Group Homomorphisms from Z/<5> to Z/<5>: A Brute Force Approach

[mathematician]

Homework Statement

Find all homomorphisms from Z/<5> into Z/<5>.

The Attempt at a Solution

Is this a brute force question where we consider all the possibilities for the function?
i.e f(0)=0,1,2,3,4
But that would still be combinatorially difficult.

 

[ircdan]

If f(1) =0, then f(x) = 0 for all x. Otherwise, there is k !=0 s.t. f(x) = kx for all x. So there are exactly 5 homos. I'll let you fill in the details(I left out several).

 

[MathematicalPhysicist]

Z/<5>={z<5>|z in Z}
but: <5>={5^0,5^1,...}
from your notation i understnad that <5> should be 5Z.
first you need to specify if it's with respect to addition or multiplication.
let's assume it's addition then 0 should be mapped to zero, and then you need
to map everything that the operation will stay as it is, i mean that f(a+b)=f(a)+f(b)
for example f(4+1)=f(5)=f(0)=0=f(4)+f(1) then the only couple for f(1) or f(4) are 2,3 or 4 and 1 or both zero, and this way you keep mapping between them.
so as you said it's a brute force type of question.

 

[ircdan]

edit

 

[Mystic998]

Presumably, <5> indicates the ideal generated by 5, and not the group.

 

[HallsofIvy]

Presumably, <5> indicates the ideal generated by 5, and not the group.

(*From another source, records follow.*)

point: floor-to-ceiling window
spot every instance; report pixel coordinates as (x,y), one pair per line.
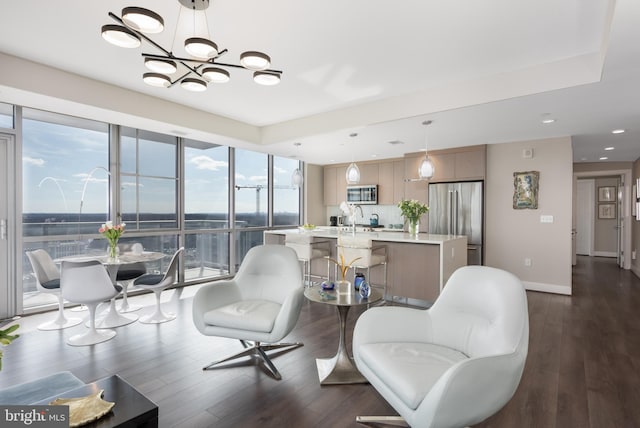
(65,187)
(6,116)
(214,200)
(251,199)
(286,196)
(206,209)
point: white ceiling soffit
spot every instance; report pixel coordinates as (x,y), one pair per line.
(485,72)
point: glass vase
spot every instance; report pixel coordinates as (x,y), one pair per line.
(414,227)
(343,287)
(113,250)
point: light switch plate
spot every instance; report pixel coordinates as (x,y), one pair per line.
(546,219)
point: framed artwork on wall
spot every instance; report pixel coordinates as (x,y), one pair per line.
(525,190)
(606,211)
(606,194)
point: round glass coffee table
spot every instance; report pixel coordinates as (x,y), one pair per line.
(340,368)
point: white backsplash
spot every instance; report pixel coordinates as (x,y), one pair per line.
(389,214)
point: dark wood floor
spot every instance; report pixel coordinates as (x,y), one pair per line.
(583,367)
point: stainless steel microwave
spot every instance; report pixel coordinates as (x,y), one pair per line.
(362,195)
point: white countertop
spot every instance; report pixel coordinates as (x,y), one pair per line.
(385,235)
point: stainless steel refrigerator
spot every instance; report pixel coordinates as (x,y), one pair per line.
(457,209)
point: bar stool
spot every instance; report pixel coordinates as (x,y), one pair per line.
(308,249)
(367,255)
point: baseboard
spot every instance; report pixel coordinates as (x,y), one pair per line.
(605,254)
(547,288)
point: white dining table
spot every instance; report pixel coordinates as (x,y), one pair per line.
(114,318)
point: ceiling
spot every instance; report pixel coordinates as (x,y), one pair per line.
(484,72)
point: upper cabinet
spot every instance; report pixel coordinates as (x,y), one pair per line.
(369,173)
(396,178)
(459,164)
(390,182)
(335,184)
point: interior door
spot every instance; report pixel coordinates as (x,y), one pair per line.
(585,216)
(620,223)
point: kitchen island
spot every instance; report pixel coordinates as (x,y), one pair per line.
(417,267)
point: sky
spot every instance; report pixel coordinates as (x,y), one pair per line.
(65,170)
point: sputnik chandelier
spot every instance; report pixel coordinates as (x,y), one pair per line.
(199,70)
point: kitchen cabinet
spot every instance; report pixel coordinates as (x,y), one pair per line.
(390,182)
(459,164)
(335,184)
(444,165)
(414,189)
(368,173)
(330,185)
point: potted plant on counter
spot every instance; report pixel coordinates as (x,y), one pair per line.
(6,338)
(412,210)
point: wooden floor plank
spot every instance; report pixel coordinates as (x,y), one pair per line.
(583,367)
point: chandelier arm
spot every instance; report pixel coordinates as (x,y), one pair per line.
(147,39)
(200,61)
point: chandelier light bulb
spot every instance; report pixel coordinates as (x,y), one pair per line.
(138,24)
(256,61)
(266,78)
(143,20)
(156,79)
(215,75)
(164,66)
(120,36)
(193,84)
(199,47)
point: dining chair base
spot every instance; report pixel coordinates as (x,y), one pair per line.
(157,317)
(373,421)
(113,318)
(58,325)
(91,337)
(258,351)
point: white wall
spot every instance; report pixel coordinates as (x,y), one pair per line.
(515,235)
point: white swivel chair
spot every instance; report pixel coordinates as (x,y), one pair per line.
(158,283)
(365,254)
(48,281)
(307,250)
(261,304)
(88,283)
(452,365)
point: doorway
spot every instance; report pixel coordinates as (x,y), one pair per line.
(611,223)
(585,216)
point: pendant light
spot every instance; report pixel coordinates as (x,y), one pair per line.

Yes, and so Z/<5> is the quotient group, the "group of integers modulo 5" as everyone is assuming.

Homework Statement

Find all homomorphisms from Z/<5> into Z/<5>.

The Attempt at a Solution

Is this a brute force question where we consider all the possibilities for the function?
i.e f(0)=0,1,2,3,4
But that would still be combinatorially difficult.

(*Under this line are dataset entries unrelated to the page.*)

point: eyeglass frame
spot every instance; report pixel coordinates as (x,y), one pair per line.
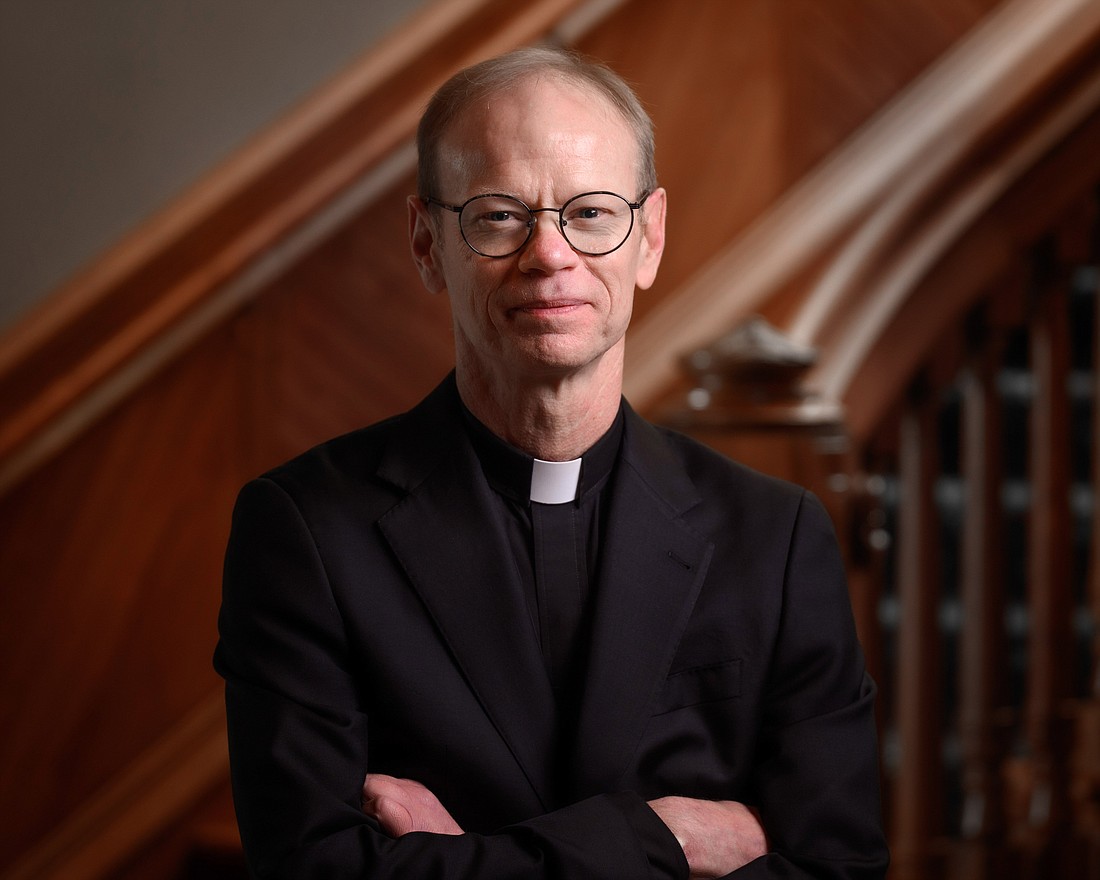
(634,206)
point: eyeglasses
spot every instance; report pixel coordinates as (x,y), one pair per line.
(593,223)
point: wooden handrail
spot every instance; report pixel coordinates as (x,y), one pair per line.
(116,323)
(846,215)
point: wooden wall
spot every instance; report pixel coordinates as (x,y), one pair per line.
(110,552)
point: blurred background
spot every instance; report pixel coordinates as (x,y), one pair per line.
(880,282)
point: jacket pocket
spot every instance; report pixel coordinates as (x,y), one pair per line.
(701,684)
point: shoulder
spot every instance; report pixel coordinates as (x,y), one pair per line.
(384,459)
(713,474)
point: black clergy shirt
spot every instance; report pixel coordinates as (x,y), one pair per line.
(538,553)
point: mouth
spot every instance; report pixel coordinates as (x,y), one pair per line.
(546,308)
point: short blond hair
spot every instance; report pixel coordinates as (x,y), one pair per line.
(474,84)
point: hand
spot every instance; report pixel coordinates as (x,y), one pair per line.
(716,836)
(404,805)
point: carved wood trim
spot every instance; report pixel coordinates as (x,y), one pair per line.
(153,792)
(849,213)
(168,283)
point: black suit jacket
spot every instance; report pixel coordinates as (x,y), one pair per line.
(372,619)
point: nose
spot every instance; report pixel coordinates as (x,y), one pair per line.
(547,249)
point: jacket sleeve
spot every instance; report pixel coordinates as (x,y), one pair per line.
(817,771)
(299,740)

No, not at all. There are only 5 such homomorphisms, not 5!= 120 as you may be thinking; you cannot just assign values arbitrarily. If f is a homomorphism then f(a+ b)= f(a)+ f(b) so f(2)= f(1)+ f(1), f(3)= f(1)+ f(1)+ f(1), and f(4)= f(1)+ f(1)+ f(1)+ f(1). (Of course f(0)= 0 for every homomorphism.) Every thing depends entirely on what f(1) is and there are 5 possible values for that.